A família residente em Natal foi sentenciada a indenizar uma empregada doméstica em R$ 110 mil devido a condições laborais que configuraram violação à dignidade humana, conforme decisão judicial publicada em 14 de março.
A empregada iniciou seus serviços em 1982 como lavadeira para a família, evoluindo para diarista, realizando serviços de limpeza na residência e na academia da família, situadas em edifícios adjacentes. A partir de 1989, sua ocupação tornou-se permanente e, posteriormente, assumiu responsabilidades adicionais, incluindo cuidar da casa da mãe e de uma das filhas da família, que residiam em imóvel próximo. Ela passou a habitar um quarto construído no terreno da família, com o aluguel deduzido de seu salário.
A empregada acompanhava viagens da família, atendendo às necessidades das crianças, e era obrigada a trabalhar durante as férias na casa de veraneio. Em um incidente, enquanto engomava roupas na casa de uma das filhas da família, a empregada sofreu um acidente vascular cerebral (AVC), sendo posteriormente diagnosticada e medicada.
Após dois anos trabalhando para um parente da família em Recife, a empregada retornou a Natal. Em 2022, afastou-se do emprego devido a conflitos com o cônjuge de uma das filhas e para tratar de problemas de saúde mental. Ao tentar se aposentar pelo INSS, descobriu a falta de tempo de contribuição previdenciária, levando-a a buscar reparação judicial.
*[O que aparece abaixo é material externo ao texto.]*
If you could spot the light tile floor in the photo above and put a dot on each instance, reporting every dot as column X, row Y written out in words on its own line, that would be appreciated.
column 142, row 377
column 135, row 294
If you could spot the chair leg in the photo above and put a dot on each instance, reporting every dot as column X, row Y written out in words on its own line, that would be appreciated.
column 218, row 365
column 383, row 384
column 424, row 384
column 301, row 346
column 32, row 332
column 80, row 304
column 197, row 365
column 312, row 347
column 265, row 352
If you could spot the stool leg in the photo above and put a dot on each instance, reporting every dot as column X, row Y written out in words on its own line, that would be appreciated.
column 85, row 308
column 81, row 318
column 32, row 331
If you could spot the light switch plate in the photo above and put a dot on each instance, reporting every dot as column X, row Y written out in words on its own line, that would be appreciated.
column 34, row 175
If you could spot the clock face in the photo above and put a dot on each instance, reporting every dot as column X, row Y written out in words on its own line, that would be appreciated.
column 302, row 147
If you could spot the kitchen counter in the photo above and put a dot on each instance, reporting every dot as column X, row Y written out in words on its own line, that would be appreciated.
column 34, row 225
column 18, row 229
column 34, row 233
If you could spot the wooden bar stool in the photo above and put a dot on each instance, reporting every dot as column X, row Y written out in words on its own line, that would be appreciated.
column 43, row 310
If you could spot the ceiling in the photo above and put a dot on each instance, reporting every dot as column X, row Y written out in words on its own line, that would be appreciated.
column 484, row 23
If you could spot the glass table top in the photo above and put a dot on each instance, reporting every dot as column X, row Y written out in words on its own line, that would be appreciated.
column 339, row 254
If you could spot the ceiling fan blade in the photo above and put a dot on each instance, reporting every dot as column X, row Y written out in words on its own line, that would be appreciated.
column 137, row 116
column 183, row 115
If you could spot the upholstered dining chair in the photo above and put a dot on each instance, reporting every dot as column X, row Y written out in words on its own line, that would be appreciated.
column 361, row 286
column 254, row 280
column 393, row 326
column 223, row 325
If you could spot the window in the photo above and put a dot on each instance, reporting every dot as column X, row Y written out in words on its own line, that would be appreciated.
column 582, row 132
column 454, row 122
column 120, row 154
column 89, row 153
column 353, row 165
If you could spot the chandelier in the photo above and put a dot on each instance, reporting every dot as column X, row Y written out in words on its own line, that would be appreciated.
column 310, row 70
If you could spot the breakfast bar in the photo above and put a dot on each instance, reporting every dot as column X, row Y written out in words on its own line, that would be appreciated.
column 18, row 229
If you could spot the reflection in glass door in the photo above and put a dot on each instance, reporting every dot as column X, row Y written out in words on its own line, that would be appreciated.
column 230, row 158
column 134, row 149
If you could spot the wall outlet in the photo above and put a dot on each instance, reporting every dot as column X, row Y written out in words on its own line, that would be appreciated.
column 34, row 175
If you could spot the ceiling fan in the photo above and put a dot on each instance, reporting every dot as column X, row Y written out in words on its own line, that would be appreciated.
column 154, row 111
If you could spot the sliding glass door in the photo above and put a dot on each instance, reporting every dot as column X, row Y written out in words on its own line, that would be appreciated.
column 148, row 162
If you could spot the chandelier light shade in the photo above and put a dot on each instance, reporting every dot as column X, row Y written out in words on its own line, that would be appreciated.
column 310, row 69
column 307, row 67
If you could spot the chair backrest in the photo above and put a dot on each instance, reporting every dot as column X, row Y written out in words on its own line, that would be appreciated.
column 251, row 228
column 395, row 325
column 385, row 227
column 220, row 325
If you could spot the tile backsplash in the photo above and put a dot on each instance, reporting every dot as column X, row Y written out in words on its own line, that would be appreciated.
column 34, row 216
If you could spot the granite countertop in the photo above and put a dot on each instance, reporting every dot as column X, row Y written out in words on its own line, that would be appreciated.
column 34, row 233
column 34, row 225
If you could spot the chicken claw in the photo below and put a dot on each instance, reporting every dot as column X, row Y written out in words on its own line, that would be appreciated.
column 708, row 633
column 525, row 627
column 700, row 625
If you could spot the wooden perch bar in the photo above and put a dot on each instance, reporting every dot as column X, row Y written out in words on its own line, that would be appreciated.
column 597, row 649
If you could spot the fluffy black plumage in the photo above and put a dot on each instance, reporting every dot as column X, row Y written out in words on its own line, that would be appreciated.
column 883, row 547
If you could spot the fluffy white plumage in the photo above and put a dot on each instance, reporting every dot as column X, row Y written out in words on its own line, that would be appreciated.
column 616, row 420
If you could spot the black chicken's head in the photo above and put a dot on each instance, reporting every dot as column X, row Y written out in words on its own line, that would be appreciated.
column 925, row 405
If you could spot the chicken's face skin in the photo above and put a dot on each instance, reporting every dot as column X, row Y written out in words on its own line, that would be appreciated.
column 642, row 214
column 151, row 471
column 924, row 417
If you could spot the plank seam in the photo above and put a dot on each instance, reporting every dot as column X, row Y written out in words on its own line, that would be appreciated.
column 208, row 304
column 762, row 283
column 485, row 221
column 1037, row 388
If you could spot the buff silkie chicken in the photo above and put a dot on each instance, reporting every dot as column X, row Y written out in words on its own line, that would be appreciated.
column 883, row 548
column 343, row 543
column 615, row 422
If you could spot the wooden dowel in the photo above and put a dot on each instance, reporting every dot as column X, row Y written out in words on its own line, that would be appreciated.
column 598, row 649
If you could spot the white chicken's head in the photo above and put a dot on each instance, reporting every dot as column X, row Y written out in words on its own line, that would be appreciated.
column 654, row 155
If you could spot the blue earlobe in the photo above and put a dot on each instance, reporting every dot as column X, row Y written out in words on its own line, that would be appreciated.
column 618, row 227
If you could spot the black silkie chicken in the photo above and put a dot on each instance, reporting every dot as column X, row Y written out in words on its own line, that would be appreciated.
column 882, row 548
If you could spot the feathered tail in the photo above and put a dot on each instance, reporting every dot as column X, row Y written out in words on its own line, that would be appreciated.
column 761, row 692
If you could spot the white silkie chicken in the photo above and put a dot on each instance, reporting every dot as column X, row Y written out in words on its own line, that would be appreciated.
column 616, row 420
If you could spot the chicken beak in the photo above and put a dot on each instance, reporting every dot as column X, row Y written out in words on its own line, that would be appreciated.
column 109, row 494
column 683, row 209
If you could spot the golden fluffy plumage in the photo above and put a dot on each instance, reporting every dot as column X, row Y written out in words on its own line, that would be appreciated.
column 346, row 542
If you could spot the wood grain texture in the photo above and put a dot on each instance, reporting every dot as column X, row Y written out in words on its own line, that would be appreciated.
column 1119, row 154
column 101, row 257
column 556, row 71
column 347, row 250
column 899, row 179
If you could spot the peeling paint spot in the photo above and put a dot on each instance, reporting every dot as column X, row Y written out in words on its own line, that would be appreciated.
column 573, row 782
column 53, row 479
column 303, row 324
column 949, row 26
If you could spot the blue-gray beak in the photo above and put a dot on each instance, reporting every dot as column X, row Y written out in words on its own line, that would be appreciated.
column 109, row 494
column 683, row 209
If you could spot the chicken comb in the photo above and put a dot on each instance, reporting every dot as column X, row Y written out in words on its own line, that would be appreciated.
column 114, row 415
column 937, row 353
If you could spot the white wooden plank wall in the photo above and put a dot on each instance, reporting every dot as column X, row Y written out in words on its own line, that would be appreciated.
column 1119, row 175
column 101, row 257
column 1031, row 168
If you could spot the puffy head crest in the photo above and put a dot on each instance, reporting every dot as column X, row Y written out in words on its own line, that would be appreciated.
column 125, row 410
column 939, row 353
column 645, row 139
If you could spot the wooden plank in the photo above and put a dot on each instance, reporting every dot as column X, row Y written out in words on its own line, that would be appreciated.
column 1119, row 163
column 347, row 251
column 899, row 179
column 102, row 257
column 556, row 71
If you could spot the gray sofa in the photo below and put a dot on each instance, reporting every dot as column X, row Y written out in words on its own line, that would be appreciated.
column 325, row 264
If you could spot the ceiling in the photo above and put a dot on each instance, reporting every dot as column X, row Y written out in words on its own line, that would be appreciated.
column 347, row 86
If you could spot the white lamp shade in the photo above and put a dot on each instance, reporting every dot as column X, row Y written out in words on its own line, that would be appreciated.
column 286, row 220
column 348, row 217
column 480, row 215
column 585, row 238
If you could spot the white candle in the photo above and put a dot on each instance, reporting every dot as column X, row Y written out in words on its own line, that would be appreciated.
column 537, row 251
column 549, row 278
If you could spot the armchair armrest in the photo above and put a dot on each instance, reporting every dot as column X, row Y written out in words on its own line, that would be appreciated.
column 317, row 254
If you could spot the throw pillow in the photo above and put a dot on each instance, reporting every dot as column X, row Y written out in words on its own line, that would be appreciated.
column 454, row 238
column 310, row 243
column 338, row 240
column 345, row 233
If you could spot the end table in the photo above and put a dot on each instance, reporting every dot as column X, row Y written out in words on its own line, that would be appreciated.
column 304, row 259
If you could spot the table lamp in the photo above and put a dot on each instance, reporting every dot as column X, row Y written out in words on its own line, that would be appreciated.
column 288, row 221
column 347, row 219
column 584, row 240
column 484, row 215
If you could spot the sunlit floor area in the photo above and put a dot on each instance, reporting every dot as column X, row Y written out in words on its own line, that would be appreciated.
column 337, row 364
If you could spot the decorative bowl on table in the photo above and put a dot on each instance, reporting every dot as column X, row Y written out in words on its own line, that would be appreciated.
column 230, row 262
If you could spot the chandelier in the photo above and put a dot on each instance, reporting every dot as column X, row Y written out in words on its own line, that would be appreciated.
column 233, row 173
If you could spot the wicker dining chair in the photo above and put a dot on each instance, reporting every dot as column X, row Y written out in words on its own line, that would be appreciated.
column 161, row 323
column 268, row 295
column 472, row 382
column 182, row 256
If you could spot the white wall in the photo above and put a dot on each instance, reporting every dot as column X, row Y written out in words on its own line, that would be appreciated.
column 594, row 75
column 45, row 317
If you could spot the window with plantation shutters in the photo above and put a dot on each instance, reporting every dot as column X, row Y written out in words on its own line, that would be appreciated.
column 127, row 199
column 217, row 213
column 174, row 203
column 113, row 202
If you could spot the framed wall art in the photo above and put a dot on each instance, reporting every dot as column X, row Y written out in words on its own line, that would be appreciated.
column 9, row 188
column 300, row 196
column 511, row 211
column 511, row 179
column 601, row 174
Os pedidos da empregada incluíam o reconhecimento do vínculo empregatício, anotação na carteira de trabalho, pagamento de diferenças salariais e indenização por danos extrapatrimoniais decorrentes da doença adquirida no ambiente de trabalho.
A família argumentou que a empregada atuava como diarista, não como doméstica, e que nunca houve solicitação de formalização do vínculo por parte dela.
A juíza Lygia Maria Godoy, da 9ª Vara do Trabalho de Natal, rejeitou a defesa da família, concluindo que a empregada foi submetida a condições de trabalho semelhantes à escravidão, resultando em danos à sua saúde mental. Decidiu, assim, pela rescisão indireta do contrato de trabalho da empregada e determinou que a família anotasse retroativamente sua carteira de trabalho, além de pagar diversas verbas rescisórias e indenizatórias.
A magistrada também considerou que a negligência da família em cumprir direitos trabalhistas, como a anotação na carteira de trabalho e os recolhimentos previdenciários, ao longo de mais de 40 anos, caracterizava trabalho análogo à escravidão. Consequentemente, condenou solidariamente a mãe e a filha da família a indenizarem a empregada em R$ 110 mil por danos extrapatrimoniais e pela doença psicológica adquirida no ambiente de trabalho. A decisão foi de primeira instância e ainda cabe recurso.